The capabilities and performance of the empirical methods and obtained models in scour prediction were evaluated using statistical tests. Overall, the statistical tests showing the relationship between observed and predicted scour depths indicated that all machine learning models are with higher power prediction than the empirical models. The inaccuracy of empirical methods at CPs scour including HEC-18 and FDOT methods was reported [6
]. In contrast, the superiority of intelligent models to empirical methods for scour predicting was stated by Zounemat-Kermani et al. [48
] and Hosseini et al. [49
]. The same results can be concluded from the correlation between the observed and predicted values of local scour depth for empirical and machine learning models. The lowest values of R were obtained for HEC-18 and the highest belonged to the RS-REPTree as 0.620 and 0.945, respectively. Moreover, the boxplot and Friedman’s test of the models support the above statements.

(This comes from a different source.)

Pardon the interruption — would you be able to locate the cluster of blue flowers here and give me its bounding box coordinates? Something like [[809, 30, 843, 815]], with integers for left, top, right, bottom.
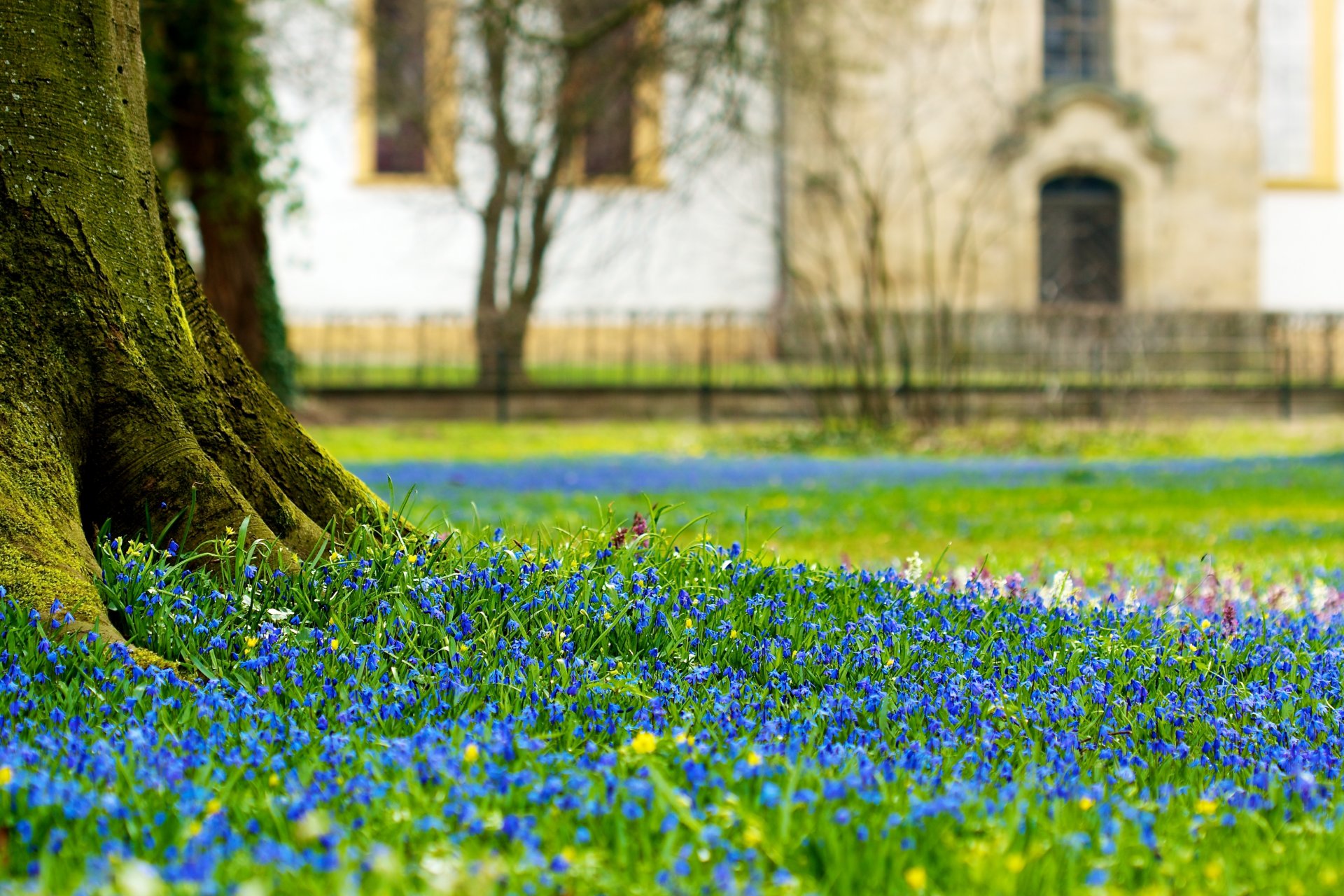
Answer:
[[0, 532, 1344, 896]]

In the case of detecting the dominant parameters at inducing local scour at CPs, the sensitivity analyses were conducted and the parameters were ordered according to their effectiveness. The results depicted that the pile cap location (Y) in respect to undisturbed streambed is the most important parameter which influence the scouring at CPs. These results are consistent with those reported by [51
]. Furthermore, the pile cap width (bpc), thickness (T) and column width (bc) are with higher influences on LSCP, respectively. These results are in agreement with the findings of Ferraro et al. [90
] and Moreno et al. [89
]. It should be noted that unlike the simple piers and pile group [91
], the role of the parameters at producing LSCP is various versus the pile cap level in respect to undisturbed streambed. Particularly when the pile cap is lower or inside the scour hole, the pile cap prevents scouring. This process continues until flow penetrates below the pile cap and the pile cap becomes undercut. The undercutting of pile caps intensifies the scour depth. As the level of pile cap reached the position for undercutting, apart from column and pile cap, the pile group is exposed to the flow, and contributes towards scouring. As the pile cap level increased, the pile group prevents the scouring and diminishes the LSCP [50
]. In this case, the LSCP depends on the pile cap and pile group characteristics. It is worth noting that the bridge pier models used to obtain the data in this research were selected so that the sediment size and flow depth effects on LSCP became negligible and flow intensity was in a confined range.
The ensemble models could more decrease the noise and over-fitting problems between the training dataset, resulting in enhancing the accuracy of the model [15
]. Basically, the findings depicted that the RS-REPTree ensemble model could well enhance the prediction accuracy of the REPTree as a classifier for the prediction of local scour depth at piers with complex geometry. This finding is in agreement with Cheng and Cao [46
] who reported the capability of the IFRIM as a promising tool for civil engineers to estimate local scour at piers with simple geometry.